From Sea to Shining Sea: Within the Community
The internal communal life of Philadelphia and New York Jewry is revealed by the Constitution and By-Laws of the Jewish Foster Home Society of the City of Philadelphia, 1855, which was organized and run by the leading ladies of the community; and by the Constitution and By-Laws of the Hebrew Benevolent Society of the City of New York, New York, 1865, then in its forty-third year of service as the umbrella organization for Jewish charities.
We note with special satisfaction that the Library of Congress has a copy of Substance of Address on Laying the Corner Stone of the Synagogue “Temime Dereck, ” New Orleans, 1866. The address was by Philip Phillips (1807-1884), who had served as a member of the House of Representatives from Alabama, 1854-55. His participation in a synagogue celebration is one of the first, if not the first, by a Jew who had served in the U.S. Congress.

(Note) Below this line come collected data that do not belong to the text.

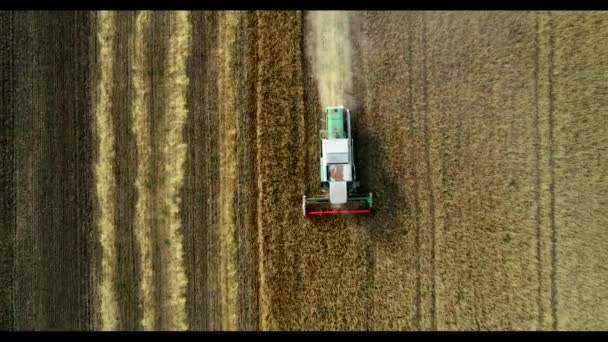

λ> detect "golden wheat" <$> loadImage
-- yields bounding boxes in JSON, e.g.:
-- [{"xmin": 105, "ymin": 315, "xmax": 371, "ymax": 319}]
[
  {"xmin": 157, "ymin": 10, "xmax": 191, "ymax": 331},
  {"xmin": 217, "ymin": 11, "xmax": 241, "ymax": 331},
  {"xmin": 131, "ymin": 10, "xmax": 155, "ymax": 331},
  {"xmin": 94, "ymin": 10, "xmax": 119, "ymax": 331}
]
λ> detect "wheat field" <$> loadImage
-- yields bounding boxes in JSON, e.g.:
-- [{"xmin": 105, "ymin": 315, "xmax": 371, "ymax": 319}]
[{"xmin": 0, "ymin": 11, "xmax": 607, "ymax": 330}]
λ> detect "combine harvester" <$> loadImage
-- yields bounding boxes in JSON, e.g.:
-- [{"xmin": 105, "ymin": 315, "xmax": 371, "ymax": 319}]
[{"xmin": 303, "ymin": 105, "xmax": 373, "ymax": 217}]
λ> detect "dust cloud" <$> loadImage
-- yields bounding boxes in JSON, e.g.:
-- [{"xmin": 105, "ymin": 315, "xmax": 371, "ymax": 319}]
[{"xmin": 306, "ymin": 11, "xmax": 354, "ymax": 110}]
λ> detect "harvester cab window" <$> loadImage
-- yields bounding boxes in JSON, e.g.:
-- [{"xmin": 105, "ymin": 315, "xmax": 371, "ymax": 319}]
[
  {"xmin": 328, "ymin": 164, "xmax": 351, "ymax": 182},
  {"xmin": 329, "ymin": 164, "xmax": 345, "ymax": 182}
]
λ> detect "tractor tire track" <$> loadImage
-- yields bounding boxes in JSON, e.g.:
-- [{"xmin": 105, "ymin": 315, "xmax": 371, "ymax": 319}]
[
  {"xmin": 535, "ymin": 12, "xmax": 555, "ymax": 330},
  {"xmin": 533, "ymin": 13, "xmax": 544, "ymax": 329},
  {"xmin": 547, "ymin": 13, "xmax": 558, "ymax": 330}
]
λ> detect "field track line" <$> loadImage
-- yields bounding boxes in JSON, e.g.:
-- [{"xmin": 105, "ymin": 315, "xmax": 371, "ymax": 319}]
[
  {"xmin": 421, "ymin": 12, "xmax": 438, "ymax": 330},
  {"xmin": 131, "ymin": 10, "xmax": 155, "ymax": 331},
  {"xmin": 254, "ymin": 11, "xmax": 271, "ymax": 330},
  {"xmin": 94, "ymin": 11, "xmax": 119, "ymax": 331},
  {"xmin": 533, "ymin": 12, "xmax": 544, "ymax": 329},
  {"xmin": 406, "ymin": 12, "xmax": 423, "ymax": 330},
  {"xmin": 547, "ymin": 12, "xmax": 557, "ymax": 331},
  {"xmin": 157, "ymin": 11, "xmax": 191, "ymax": 331},
  {"xmin": 217, "ymin": 11, "xmax": 240, "ymax": 331}
]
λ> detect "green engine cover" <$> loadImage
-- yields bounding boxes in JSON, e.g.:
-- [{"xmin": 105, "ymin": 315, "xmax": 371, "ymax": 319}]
[{"xmin": 326, "ymin": 107, "xmax": 346, "ymax": 138}]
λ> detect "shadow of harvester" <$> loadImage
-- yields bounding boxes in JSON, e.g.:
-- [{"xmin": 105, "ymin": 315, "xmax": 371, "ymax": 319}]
[{"xmin": 348, "ymin": 122, "xmax": 414, "ymax": 243}]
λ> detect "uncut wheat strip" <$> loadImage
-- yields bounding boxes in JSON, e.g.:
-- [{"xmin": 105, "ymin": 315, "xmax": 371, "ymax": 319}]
[
  {"xmin": 94, "ymin": 10, "xmax": 119, "ymax": 331},
  {"xmin": 156, "ymin": 11, "xmax": 192, "ymax": 331},
  {"xmin": 217, "ymin": 11, "xmax": 241, "ymax": 331},
  {"xmin": 131, "ymin": 10, "xmax": 156, "ymax": 331},
  {"xmin": 253, "ymin": 11, "xmax": 272, "ymax": 331}
]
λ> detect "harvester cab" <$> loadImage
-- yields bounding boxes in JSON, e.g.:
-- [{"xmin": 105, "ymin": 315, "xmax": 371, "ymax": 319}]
[{"xmin": 303, "ymin": 106, "xmax": 373, "ymax": 217}]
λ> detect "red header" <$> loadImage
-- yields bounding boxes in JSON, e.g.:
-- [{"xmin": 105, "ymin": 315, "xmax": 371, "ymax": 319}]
[{"xmin": 306, "ymin": 209, "xmax": 371, "ymax": 216}]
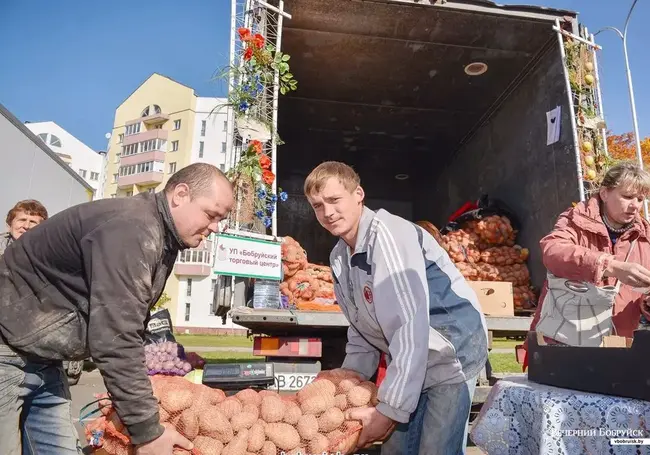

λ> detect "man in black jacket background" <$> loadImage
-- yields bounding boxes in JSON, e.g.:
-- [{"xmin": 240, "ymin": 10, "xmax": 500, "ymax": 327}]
[{"xmin": 0, "ymin": 162, "xmax": 234, "ymax": 455}]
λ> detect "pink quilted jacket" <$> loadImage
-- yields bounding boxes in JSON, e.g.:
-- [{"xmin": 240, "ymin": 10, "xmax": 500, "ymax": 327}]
[{"xmin": 523, "ymin": 196, "xmax": 650, "ymax": 367}]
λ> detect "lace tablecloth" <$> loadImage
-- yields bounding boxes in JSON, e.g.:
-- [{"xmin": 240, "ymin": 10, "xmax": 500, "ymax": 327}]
[{"xmin": 470, "ymin": 375, "xmax": 650, "ymax": 454}]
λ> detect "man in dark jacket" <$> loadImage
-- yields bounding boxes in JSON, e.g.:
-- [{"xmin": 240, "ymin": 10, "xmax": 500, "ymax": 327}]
[{"xmin": 0, "ymin": 163, "xmax": 234, "ymax": 455}]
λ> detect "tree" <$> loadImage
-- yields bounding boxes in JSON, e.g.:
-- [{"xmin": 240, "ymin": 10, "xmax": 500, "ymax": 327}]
[
  {"xmin": 606, "ymin": 131, "xmax": 650, "ymax": 164},
  {"xmin": 151, "ymin": 291, "xmax": 171, "ymax": 312}
]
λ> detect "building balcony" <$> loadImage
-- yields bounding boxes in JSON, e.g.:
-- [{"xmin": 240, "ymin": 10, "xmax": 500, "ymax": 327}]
[
  {"xmin": 117, "ymin": 171, "xmax": 164, "ymax": 188},
  {"xmin": 123, "ymin": 128, "xmax": 168, "ymax": 146},
  {"xmin": 120, "ymin": 150, "xmax": 166, "ymax": 167},
  {"xmin": 142, "ymin": 113, "xmax": 169, "ymax": 127},
  {"xmin": 174, "ymin": 263, "xmax": 212, "ymax": 277}
]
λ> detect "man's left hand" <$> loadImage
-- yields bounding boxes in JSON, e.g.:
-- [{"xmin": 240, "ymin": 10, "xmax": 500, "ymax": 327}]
[{"xmin": 345, "ymin": 406, "xmax": 396, "ymax": 448}]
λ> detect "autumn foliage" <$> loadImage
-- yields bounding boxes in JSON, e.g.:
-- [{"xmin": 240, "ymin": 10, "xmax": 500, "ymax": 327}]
[{"xmin": 606, "ymin": 131, "xmax": 650, "ymax": 164}]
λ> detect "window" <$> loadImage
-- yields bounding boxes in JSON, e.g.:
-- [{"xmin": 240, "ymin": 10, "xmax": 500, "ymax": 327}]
[
  {"xmin": 199, "ymin": 141, "xmax": 204, "ymax": 158},
  {"xmin": 174, "ymin": 120, "xmax": 181, "ymax": 130},
  {"xmin": 185, "ymin": 303, "xmax": 190, "ymax": 322},
  {"xmin": 37, "ymin": 133, "xmax": 48, "ymax": 143},
  {"xmin": 201, "ymin": 120, "xmax": 206, "ymax": 136},
  {"xmin": 112, "ymin": 173, "xmax": 118, "ymax": 183},
  {"xmin": 122, "ymin": 143, "xmax": 139, "ymax": 156},
  {"xmin": 115, "ymin": 152, "xmax": 121, "ymax": 163},
  {"xmin": 90, "ymin": 172, "xmax": 99, "ymax": 181},
  {"xmin": 125, "ymin": 123, "xmax": 141, "ymax": 136},
  {"xmin": 177, "ymin": 249, "xmax": 211, "ymax": 264},
  {"xmin": 50, "ymin": 135, "xmax": 61, "ymax": 147},
  {"xmin": 141, "ymin": 105, "xmax": 162, "ymax": 117},
  {"xmin": 171, "ymin": 141, "xmax": 179, "ymax": 152},
  {"xmin": 211, "ymin": 279, "xmax": 217, "ymax": 292},
  {"xmin": 126, "ymin": 190, "xmax": 133, "ymax": 197},
  {"xmin": 78, "ymin": 169, "xmax": 87, "ymax": 178},
  {"xmin": 221, "ymin": 142, "xmax": 227, "ymax": 153},
  {"xmin": 223, "ymin": 121, "xmax": 227, "ymax": 132},
  {"xmin": 169, "ymin": 162, "xmax": 177, "ymax": 174},
  {"xmin": 187, "ymin": 279, "xmax": 192, "ymax": 297},
  {"xmin": 118, "ymin": 134, "xmax": 124, "ymax": 144},
  {"xmin": 118, "ymin": 161, "xmax": 164, "ymax": 176}
]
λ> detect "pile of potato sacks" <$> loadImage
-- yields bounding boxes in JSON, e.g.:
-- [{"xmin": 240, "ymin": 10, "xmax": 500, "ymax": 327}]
[
  {"xmin": 89, "ymin": 370, "xmax": 379, "ymax": 455},
  {"xmin": 439, "ymin": 215, "xmax": 537, "ymax": 311}
]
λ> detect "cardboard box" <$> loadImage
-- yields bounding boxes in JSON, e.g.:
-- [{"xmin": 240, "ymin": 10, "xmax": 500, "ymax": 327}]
[{"xmin": 468, "ymin": 281, "xmax": 514, "ymax": 317}]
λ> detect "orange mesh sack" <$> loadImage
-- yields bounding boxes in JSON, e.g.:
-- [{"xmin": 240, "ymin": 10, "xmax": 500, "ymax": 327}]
[
  {"xmin": 87, "ymin": 371, "xmax": 378, "ymax": 455},
  {"xmin": 281, "ymin": 236, "xmax": 308, "ymax": 278}
]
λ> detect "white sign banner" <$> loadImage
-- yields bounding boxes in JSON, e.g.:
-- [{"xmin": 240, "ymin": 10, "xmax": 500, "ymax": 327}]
[{"xmin": 213, "ymin": 233, "xmax": 282, "ymax": 280}]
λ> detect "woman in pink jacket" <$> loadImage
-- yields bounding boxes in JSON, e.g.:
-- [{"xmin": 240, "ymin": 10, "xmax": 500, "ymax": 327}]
[{"xmin": 524, "ymin": 161, "xmax": 650, "ymax": 369}]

Phillips's participation in Jewish life began early. At age eighteen, he was one of the founding members of the Reformed Society of Israelites in his native Charleston, South Carolina, and served as its secretary at age twenty-one. In 1856, as a resident of Washington, D.C., he contributed ten dollars to the city's Hebrew Congregation towards purchase of a Torah scroll. A year later he served as spokesman for a Baltimore delegation which had come to call upon President Buchanan to protest against a commercial treaty with Switzerland permitting Swiss cantons to discriminate against American Jews who might be visiting there.
Phillips was admitted to the South Carolina bar in 1828, then moved to Mobile, Alabama, where, in 1834, he was elected to the state legislature and became a leading political figure. In 1853, he was elected to Congress, and when his term ended he remained in Washington to practice law before the Supreme Court.

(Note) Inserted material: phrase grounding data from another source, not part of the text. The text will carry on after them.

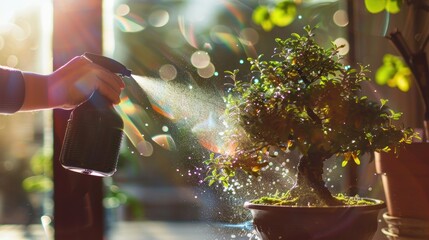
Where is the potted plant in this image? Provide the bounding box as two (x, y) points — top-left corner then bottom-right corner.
(364, 0), (429, 238)
(204, 26), (417, 240)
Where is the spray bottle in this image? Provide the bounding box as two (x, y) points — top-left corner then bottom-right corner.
(60, 53), (131, 177)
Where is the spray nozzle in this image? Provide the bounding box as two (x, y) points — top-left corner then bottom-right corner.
(83, 52), (132, 77)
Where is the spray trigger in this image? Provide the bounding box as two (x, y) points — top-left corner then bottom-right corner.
(83, 52), (132, 77)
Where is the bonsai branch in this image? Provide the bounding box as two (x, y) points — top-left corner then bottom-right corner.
(388, 30), (429, 140)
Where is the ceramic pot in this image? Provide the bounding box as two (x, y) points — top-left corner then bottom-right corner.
(244, 198), (385, 240)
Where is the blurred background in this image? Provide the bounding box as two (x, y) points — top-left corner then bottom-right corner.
(0, 0), (426, 239)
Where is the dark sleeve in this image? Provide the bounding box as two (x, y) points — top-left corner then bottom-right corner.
(0, 68), (25, 114)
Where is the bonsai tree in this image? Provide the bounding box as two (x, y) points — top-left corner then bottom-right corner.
(205, 26), (417, 206)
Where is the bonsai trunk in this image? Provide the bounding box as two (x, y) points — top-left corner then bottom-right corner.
(290, 150), (342, 206)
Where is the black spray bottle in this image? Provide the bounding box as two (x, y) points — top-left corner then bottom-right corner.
(60, 53), (131, 177)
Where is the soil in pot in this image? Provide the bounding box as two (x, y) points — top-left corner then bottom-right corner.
(244, 198), (385, 240)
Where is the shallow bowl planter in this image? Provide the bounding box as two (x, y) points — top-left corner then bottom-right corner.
(244, 198), (385, 240)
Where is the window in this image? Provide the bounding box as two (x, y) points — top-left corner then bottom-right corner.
(0, 0), (53, 238)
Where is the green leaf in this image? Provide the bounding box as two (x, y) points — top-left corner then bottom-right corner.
(270, 2), (297, 27)
(375, 66), (395, 85)
(252, 6), (273, 31)
(380, 99), (388, 107)
(386, 0), (401, 14)
(252, 5), (270, 24)
(341, 160), (348, 167)
(291, 33), (300, 39)
(22, 175), (53, 193)
(209, 179), (216, 186)
(365, 0), (387, 14)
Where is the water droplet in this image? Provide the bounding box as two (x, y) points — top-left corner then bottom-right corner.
(368, 187), (373, 191)
(162, 126), (169, 132)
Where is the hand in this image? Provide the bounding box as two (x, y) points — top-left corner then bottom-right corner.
(18, 55), (124, 112)
(47, 55), (125, 109)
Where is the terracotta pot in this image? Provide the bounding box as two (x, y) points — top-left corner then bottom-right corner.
(375, 143), (429, 220)
(244, 198), (385, 240)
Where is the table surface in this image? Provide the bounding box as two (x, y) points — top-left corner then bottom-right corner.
(0, 221), (389, 240)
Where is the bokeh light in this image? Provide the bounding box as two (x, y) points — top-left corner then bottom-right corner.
(116, 4), (130, 16)
(239, 28), (259, 45)
(162, 126), (169, 132)
(159, 64), (178, 81)
(7, 55), (18, 67)
(191, 50), (210, 69)
(333, 37), (350, 56)
(197, 62), (215, 78)
(148, 9), (169, 27)
(136, 140), (154, 157)
(333, 10), (348, 27)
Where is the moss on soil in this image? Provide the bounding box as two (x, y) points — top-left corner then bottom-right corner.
(251, 191), (376, 207)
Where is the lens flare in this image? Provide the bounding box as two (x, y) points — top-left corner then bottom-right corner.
(210, 30), (241, 53)
(178, 15), (198, 48)
(115, 14), (146, 32)
(118, 96), (137, 114)
(147, 94), (176, 120)
(223, 1), (246, 26)
(152, 134), (177, 151)
(210, 29), (257, 57)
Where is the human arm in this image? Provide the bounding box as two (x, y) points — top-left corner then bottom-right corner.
(0, 55), (124, 113)
(0, 68), (25, 113)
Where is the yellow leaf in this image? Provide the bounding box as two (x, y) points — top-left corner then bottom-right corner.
(352, 153), (361, 165)
(252, 165), (261, 172)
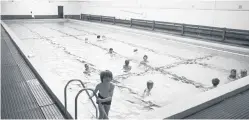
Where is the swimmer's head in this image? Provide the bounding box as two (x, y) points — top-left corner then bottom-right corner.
(212, 78), (220, 87)
(143, 55), (148, 61)
(125, 60), (130, 66)
(109, 48), (113, 54)
(97, 35), (101, 39)
(85, 64), (89, 70)
(100, 70), (113, 83)
(134, 49), (138, 52)
(147, 80), (154, 90)
(241, 69), (247, 78)
(85, 38), (88, 43)
(230, 69), (237, 78)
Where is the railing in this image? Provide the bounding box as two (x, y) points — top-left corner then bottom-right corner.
(131, 18), (154, 29)
(80, 14), (249, 46)
(64, 79), (98, 119)
(74, 88), (108, 119)
(75, 88), (97, 119)
(81, 14), (115, 25)
(101, 16), (115, 24)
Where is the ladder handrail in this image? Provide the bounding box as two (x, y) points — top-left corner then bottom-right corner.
(64, 79), (98, 118)
(75, 88), (99, 119)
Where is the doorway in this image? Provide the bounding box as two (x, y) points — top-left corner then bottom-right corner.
(58, 6), (64, 18)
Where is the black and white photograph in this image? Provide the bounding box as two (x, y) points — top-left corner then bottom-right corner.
(1, 0), (249, 119)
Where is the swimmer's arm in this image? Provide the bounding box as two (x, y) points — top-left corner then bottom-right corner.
(90, 84), (99, 99)
(143, 89), (149, 97)
(142, 89), (146, 97)
(99, 84), (115, 102)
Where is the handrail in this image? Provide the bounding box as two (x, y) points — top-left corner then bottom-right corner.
(64, 79), (98, 118)
(102, 16), (115, 19)
(132, 18), (154, 23)
(64, 79), (83, 111)
(75, 88), (100, 119)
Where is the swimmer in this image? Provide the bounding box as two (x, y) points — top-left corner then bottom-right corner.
(85, 37), (88, 43)
(97, 35), (102, 41)
(240, 69), (247, 78)
(212, 78), (220, 87)
(143, 80), (154, 97)
(140, 55), (148, 65)
(83, 64), (90, 75)
(228, 69), (238, 81)
(123, 60), (132, 72)
(109, 48), (114, 54)
(90, 70), (115, 119)
(133, 49), (138, 52)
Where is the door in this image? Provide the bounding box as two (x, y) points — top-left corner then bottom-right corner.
(58, 6), (64, 18)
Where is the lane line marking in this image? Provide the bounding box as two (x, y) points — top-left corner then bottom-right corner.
(74, 20), (249, 58)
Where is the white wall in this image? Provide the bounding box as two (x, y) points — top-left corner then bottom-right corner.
(81, 0), (249, 30)
(2, 0), (249, 30)
(1, 0), (81, 15)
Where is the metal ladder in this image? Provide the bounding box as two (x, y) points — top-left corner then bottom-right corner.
(64, 79), (98, 119)
(64, 79), (108, 119)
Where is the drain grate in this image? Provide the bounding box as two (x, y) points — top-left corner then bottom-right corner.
(27, 79), (53, 106)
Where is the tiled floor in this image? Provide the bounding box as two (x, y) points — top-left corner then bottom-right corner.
(1, 26), (66, 119)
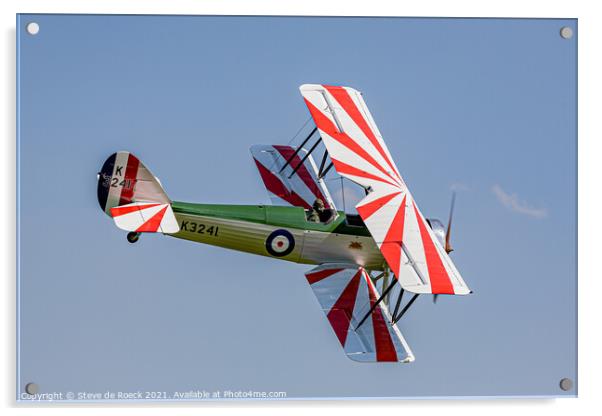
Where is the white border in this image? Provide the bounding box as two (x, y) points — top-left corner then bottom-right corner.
(3, 0), (598, 414)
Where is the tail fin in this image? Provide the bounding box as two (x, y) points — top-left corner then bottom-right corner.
(97, 151), (180, 234)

Because of his wife's pronounced Southern sympathies (she was the former Eugenia Levy of Charleston), they had to leave the city during the Civil War and settled in New Orleans. In his consecration address, Phillips voiced the universalistic sentiments of his first Jewish affiliation, the Reformed Society of Israelites:
I look into the future ... I see the coming day, radiant in glory ... in which, though differing in creed and forms of worship, the voices of all shall unite in the grand anthem, “Hear, 0, Israel, the Lord our God, the Lord is One!”

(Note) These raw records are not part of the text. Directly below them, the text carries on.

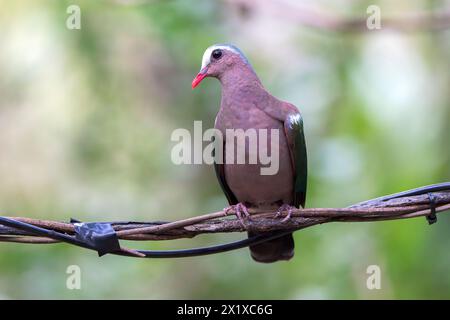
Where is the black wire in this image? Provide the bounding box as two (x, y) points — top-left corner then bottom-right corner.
(0, 216), (292, 258)
(426, 193), (438, 225)
(0, 217), (95, 250)
(1, 182), (450, 258)
(133, 231), (294, 258)
(353, 182), (450, 204)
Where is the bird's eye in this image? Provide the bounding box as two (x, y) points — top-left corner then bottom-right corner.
(212, 49), (222, 60)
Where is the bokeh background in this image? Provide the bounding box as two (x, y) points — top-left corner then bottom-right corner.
(0, 0), (449, 299)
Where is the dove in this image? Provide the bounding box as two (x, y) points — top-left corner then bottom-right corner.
(192, 44), (307, 263)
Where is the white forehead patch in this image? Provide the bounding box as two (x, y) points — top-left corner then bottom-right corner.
(200, 44), (244, 70)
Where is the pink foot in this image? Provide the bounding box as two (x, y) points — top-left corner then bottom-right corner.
(224, 203), (251, 227)
(274, 204), (296, 222)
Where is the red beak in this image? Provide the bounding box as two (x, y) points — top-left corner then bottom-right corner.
(192, 67), (208, 89)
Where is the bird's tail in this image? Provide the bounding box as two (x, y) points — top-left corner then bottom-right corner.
(248, 232), (295, 263)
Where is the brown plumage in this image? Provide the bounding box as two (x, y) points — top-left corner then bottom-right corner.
(192, 44), (307, 263)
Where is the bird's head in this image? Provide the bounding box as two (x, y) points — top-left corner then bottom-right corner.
(192, 44), (251, 89)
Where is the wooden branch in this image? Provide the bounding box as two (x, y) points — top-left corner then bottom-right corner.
(108, 0), (450, 32)
(227, 0), (450, 32)
(1, 190), (449, 245)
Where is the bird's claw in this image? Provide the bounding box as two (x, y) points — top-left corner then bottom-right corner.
(224, 203), (251, 227)
(274, 204), (296, 222)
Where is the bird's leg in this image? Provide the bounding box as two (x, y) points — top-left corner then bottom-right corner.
(224, 203), (251, 227)
(274, 204), (297, 222)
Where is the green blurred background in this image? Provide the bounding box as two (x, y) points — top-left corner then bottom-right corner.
(0, 0), (449, 299)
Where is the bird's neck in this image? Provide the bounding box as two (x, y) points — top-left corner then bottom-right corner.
(218, 65), (264, 97)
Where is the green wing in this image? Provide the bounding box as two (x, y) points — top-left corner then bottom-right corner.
(284, 113), (308, 208)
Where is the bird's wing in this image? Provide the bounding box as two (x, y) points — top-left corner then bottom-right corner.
(284, 112), (308, 208)
(249, 98), (308, 208)
(214, 139), (238, 205)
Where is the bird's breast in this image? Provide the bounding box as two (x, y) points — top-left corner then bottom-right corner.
(215, 103), (294, 209)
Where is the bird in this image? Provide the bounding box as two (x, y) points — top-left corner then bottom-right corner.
(192, 44), (307, 263)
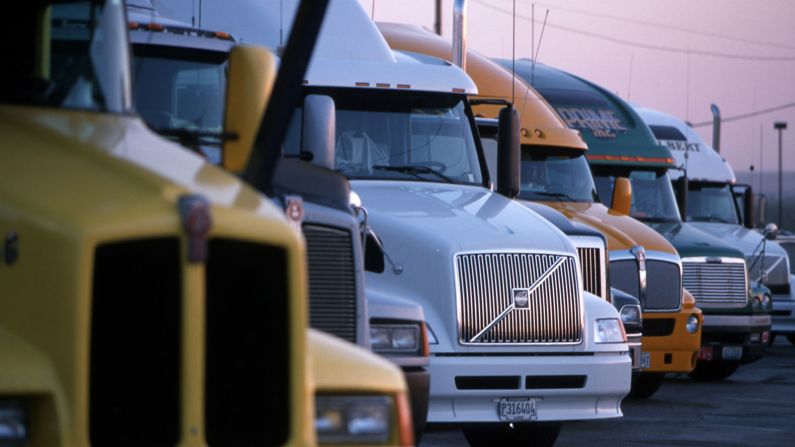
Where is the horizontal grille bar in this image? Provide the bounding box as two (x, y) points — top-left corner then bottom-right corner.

The Phillips Papers housed in the Library's Manuscript Division contain a brief autobiographical sketch, called “A Summary of the Principle Events of My Life,” and two works by his wife. One is a diary entitled “Journal of Mrs. Eugenia Phillips,” the other a memoir, “A Southern Woman's Story of Her Imprisonment During the War of 1861-62.” A fiery and outspoken Confederate sympathizer, Eugenia often found herself at odds with Union officials. In the journal page below, Phillips describes the indignities of her confinement after her arrest by federal officers in Washington, along with two daughters and her sister Martha, on August 23, 1861. Released after a three-week imprisonment, Phillips relocated to New Orleans, where she mocked the funeral of a Union soldier, thereby running afoul of the notorious General Benjamin “Beast” Butler, who issued a special order imprisoning her at Ship Island, where conditions were harsh and primitive.
Philip's writings are staid and proper, Eugenia's, fiery and dramatic. Because of his legal and oratorical skills, he sat in Congress; because of her intense Southern loyalties, she languished in “Beast” Butler's prison. After the war both returned to Washington, where Phillips resumed his law practice and became one of the capital's leading attorneys. He died in 1884 and was buried in the Levy family plot in the Jewish cemetery of Savannah, Georgia.